Photo Credit: sabbathrestmagazine.com
The father wound sets us up for relational handicaps, but the "mother wound" cripples our sense of self and well-being. I read the article I linked in the opening sentence "Why it’s Crucial for Women to Heal the Mother Wound" by Bethany Webster. This sort of article is so very shaking and upsetting to me because I have not one but TWO mothers: one who lives a parallel life in Korea and an adoptive mother who has been estranged from me for many years. Add on to that significance of the fact that I am a mother to a daughter.
It's true. I find myself feeling a sense of shame every time I admit to my daughter with emotion in my voice that I will never be perfect... that I have feelings too. I feel the weight of every word I say and don't say. I know how much potential I have to emotionally handicap my daughter. There's never a moment that I feel the quality of the influence I have on her.
The truth for me is that I cannot heal my mother wound, at least not without some dialogue. Spiritually, I do my best to forgive and to bless what I cannot resolve with my mothers. I have two obligations and measures worth of baggage, loyalty and respect. But I've stopped handing them the power over my feeling of well-being. They do not determine how I feel about myself. I don't make excuses for them. I name the way they damaged me. I didn't make a silent vow that I couldn't be okay until everything was copacetic with my mothers. I knew better than to put such an impossible stipulation on my health.
When I see anything weak or unsightly in my daughter, I immediately take stock through my mental file cabinet of my mistakes with her and try to assign my mistakes to her faults. By God's grace, not all of her imperfects fall on my shoulders- but most do. It's just the reality of the situation. We are just too close to each other for her not to absorb some of me that I wish could just keep to my self.
I guess my situation is a hybrid to the blended family situations of today. Fifty percent of families in America today are blended families. That means, excluding deceased parents, each child potentially has two mothers. I do my best to train my daughter to respect her stepmother and to give her grace. I do my best to help her give her stepmother the benefit of the doubt. I try to impart on her that it is ok to see us make mistakes and that they are ours to shoulder- not hers.
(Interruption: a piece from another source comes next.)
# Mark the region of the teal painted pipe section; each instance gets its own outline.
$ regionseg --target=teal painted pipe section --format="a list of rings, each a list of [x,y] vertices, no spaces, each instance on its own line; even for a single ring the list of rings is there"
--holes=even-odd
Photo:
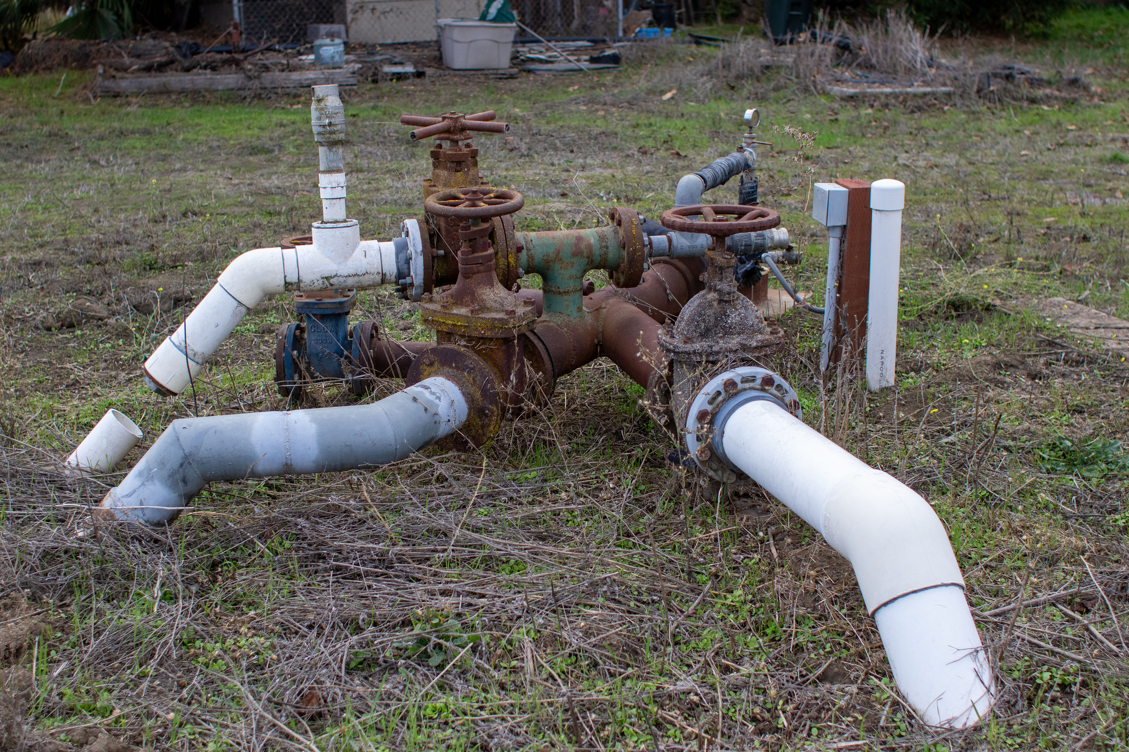
[[[584,275],[592,269],[614,272],[623,259],[620,229],[613,224],[592,230],[518,232],[525,246],[522,267],[541,275],[544,313],[580,318],[584,315]]]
But that's assuming that an eight year old understands what I speak of and how she might go about making herself impervious the free radicals I've shared with her. The one thing I really really truly didn't want to pass on. I know I'm not perfect. I remember that one time I sat in the hallway pregnant and crying to my black cat "How can I be a mother to a girl?" It was as if I knew she was going to be damaged by me even before she was part of this world.
It's no mistake that my disastrous relationships with my mothers have set the stage for me to shy away from making female friends. But according to the article, Bethany suggests that friendships where women can support each other and let each other vent and mourn our wounds are the best safeguards against passing on the mothering uglies to our daughters. What is a Meredith to do?
For now, I cry out to God. He aches to fill in the void... as many as I have. But he will only step in if I invite him and invoke his relationship with me. He can cover the sins of my mothers and of my own. He can be that protection, the anti-oxidant that protects my daughter from my free radicals. There is no option to be apart because abandonment is another type of pain. We- are in a conundrum of not wanting to damage and yet not wanting to abandon our children. Lord help us.
So- if you didn't already feel down- I can only imagine you're already there by this sentence. I'm sorry for that. But let me pray over you that God would bless your relationship with your mothers and your daughters. I ask that God supply us with an extra helping of peace, humility, self love and grace so that we may give the surplus to our own children. God made mothers not out of dust but out of flesh so they could feel genuinely and so we could be set apart from the rest of creation. Let us live up to the expectation that we be the crown of his creation. He wills it so. Passing on God's love to you~ Amen.